Several conditions associated with RPL also overlap with immune dysfunction, including thyroid autoimmunity, vitamin D deficiency, insulin resistance, endometriosis, chronic endometritis, and APS. These conditions may contribute to inflammation, impaired immune regulation, and altered endometrial function, potentially affecting implantation and pregnancy maintenance.
Antiphospholipid Syndrome & Autoimmune Conditions
APS is one of the most well-established immune-mediated causes of recurrent pregnancy loss.11 Screening is generally recommended after two pregnancy losses and may include:
- Lupus anticoagulant
- Anticardiolipin antibodies (IgG/IgM)
- Anti-beta-2 glycoprotein I antibodies (IgG/IgM)
Additional autoimmune evaluation may be considered based on clinical history and presentation, including:
- ANA
- Celiac screening
- Thyroid antibodies
Patients with autoimmune conditions may have impaired immune regulation and increased inflammation within the endometrial environment, potentially affecting implantation and pregnancy maintenance.
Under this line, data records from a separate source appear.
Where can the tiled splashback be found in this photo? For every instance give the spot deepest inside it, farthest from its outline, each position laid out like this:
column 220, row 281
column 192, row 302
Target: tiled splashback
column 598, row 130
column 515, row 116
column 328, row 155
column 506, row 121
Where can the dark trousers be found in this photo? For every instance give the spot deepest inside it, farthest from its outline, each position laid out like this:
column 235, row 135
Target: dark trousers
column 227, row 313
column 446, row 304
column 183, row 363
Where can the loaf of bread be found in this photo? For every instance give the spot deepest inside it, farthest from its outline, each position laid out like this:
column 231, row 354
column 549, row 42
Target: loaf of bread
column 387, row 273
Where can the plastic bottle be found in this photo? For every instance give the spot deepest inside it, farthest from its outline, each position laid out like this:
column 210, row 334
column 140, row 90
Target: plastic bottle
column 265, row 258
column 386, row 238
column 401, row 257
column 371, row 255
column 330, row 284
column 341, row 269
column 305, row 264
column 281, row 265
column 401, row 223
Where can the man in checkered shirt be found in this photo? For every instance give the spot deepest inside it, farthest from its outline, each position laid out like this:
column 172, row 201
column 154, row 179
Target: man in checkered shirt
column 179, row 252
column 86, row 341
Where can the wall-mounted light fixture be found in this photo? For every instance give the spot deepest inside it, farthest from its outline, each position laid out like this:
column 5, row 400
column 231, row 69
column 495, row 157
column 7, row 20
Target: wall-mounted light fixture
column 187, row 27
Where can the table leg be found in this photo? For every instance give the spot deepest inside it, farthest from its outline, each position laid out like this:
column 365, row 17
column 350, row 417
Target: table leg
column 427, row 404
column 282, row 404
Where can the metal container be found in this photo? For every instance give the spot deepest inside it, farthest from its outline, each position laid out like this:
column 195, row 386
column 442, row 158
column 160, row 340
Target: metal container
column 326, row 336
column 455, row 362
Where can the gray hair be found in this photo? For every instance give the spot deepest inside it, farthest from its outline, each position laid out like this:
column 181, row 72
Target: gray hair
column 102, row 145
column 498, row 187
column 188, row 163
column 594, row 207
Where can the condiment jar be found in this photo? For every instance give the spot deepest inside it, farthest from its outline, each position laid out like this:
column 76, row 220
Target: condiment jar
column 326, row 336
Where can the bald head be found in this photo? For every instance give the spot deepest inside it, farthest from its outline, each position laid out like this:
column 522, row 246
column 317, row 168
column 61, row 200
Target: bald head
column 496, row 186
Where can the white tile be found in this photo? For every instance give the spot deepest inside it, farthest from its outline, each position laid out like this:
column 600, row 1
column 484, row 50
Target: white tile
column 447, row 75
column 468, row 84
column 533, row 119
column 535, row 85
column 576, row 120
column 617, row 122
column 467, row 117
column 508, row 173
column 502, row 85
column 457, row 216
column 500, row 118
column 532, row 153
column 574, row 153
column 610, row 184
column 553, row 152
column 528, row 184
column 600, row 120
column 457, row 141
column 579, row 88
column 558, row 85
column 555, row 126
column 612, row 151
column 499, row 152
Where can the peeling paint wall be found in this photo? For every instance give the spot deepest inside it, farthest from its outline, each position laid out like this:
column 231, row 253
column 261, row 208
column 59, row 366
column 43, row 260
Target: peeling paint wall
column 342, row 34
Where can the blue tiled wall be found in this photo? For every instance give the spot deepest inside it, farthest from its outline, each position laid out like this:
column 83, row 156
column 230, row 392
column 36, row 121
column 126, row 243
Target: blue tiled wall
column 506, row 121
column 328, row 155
Endometriosis & Chronic Endometritis
Chronic endometritis and endometriosis are increasingly recognized as important contributors to recurrent pregnancy loss.12 Chronic endometritis may impair implantation, decidualization, immune tolerance, and placental development through persistent inflammation of the endometrial lining.12 Endometriosis may additionally impair fertility and pregnancy maintenance through altered immune signaling, progesterone resistance, oxidative stress, and abnormal uterine contractility.12
Evaluation may include:
- Endometrial biopsy
- Hysteroscopy
- Pelvic imaging
- Vaginal or cervical cultures when indicated
- Microbiome assessment tools such as EMMA and ALICE
Vitamin D & Immune Regulation
Vitamin D deficiency has been associated with recurrent pregnancy loss and may contribute to altered immune regulation, increased autoantibody production, insulin resistance, and chronic inflammation.13
Assessment of serum 25-hydroxy vitamin D should be considered in patients with recurrent pregnancy loss, particularly in the setting of autoimmune disease, metabolic dysfunction, or chronic inflammatory conditions. In clinical practice, many providers aim to maintain vitamin D levels above 75 nmol/L during preconception and pregnancy.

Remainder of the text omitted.